When Jim became a sophomore at Pioneer High School, he moved up to the varsity football team and won the job as starting quarterback. John, who was two years ahead of him, was a decent player, but there was no question as to who was the better athlete. John and Jim both insist there was no jealousy. “We were always competing, but we had each other’s back and we always rooted for each other,” John told me.
The six years the family spent in Ann Arbor were some of the happiest of their lives. Schembechler made everyone feel a part of the program. Jack worked long days, but he would try to come home for an hour for dinner every night before heading back to the office. He would take his kids on one or two recruiting trips per season. Even Joani learned how to splice game film. Alas, it didn’t last long, as Jack took a job in 1980 as the running backs coach at Stanford. John was heading to Miami Universi
ty in Oxford, Ohio, where he would play defensive back, but it was a pivotal year for Jim, who was entering his junior year of high school. While Jackie stayed behind with Joani to sell the house, Jack took Jim to California during the summer to get a head start.
After working out in camps, Jim became the starting quarterback at Palo Alto High School. Jack didn’t think of Jim as a big-time prospect until one day when he was at practice throwing the ball with Stanford’s star quarterback, a cocky young flamethrower named John Elway. After the workout, Elway walked by Jack and said, “Your boy’s very impressive.” By the time his senior season ended, Jim had received just two scholarship offers from Division I-A schools, Arizona and Wisconsin. But he wasn’t getting the offer he really wanted.

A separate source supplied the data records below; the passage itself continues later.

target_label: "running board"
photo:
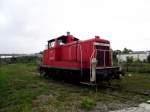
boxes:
[80,82,97,86]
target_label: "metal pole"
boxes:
[104,51,106,67]
[111,50,113,66]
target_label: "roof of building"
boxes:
[121,51,150,55]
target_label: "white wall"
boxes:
[117,52,150,62]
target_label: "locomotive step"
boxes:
[80,82,97,86]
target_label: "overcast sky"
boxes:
[0,0,150,54]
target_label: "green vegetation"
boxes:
[113,48,150,73]
[147,55,150,63]
[0,56,38,65]
[81,97,96,110]
[126,56,133,63]
[0,63,49,112]
[113,50,150,73]
[120,62,150,73]
[122,48,132,54]
[0,62,150,112]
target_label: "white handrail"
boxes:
[90,49,96,78]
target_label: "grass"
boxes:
[81,97,96,110]
[0,63,150,112]
[0,63,49,112]
[121,62,150,73]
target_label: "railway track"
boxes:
[100,85,150,96]
[80,82,150,97]
[95,84,150,101]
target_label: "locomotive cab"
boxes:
[48,33,79,48]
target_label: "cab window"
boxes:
[48,39,55,48]
[57,37,67,45]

Little did he know that that school’s coach knew full well he wanted to recruit Jim, and knew full well Jim wanted to come. So Bo Schembechler waited until the end of the spring to invite Jim to campus for an official visit and offer him a scholarship. A few days later, Jim called to accept. He did have one question, though. “Uh, Coach, this is a full scholarship, right?” he asked. Schembechler laughed and assured him it was. After all that moving around, Jim Harbaugh was headed back to the only place he really thought of as home.
* * *
• • •
In Harbaugh’s mind, Bo Schembechler could do no wrong. “It was like playing for a living legend,” he said. “I hung on every word he said, because I knew he was right.” That could make things difficult when Schembechler got salty—such as the first time Harbaugh showed up late to a meeting and Schembechler bellowed, “You’ll never play a down for Michigan in your life!” It wasn’t the last time Bo made that threat.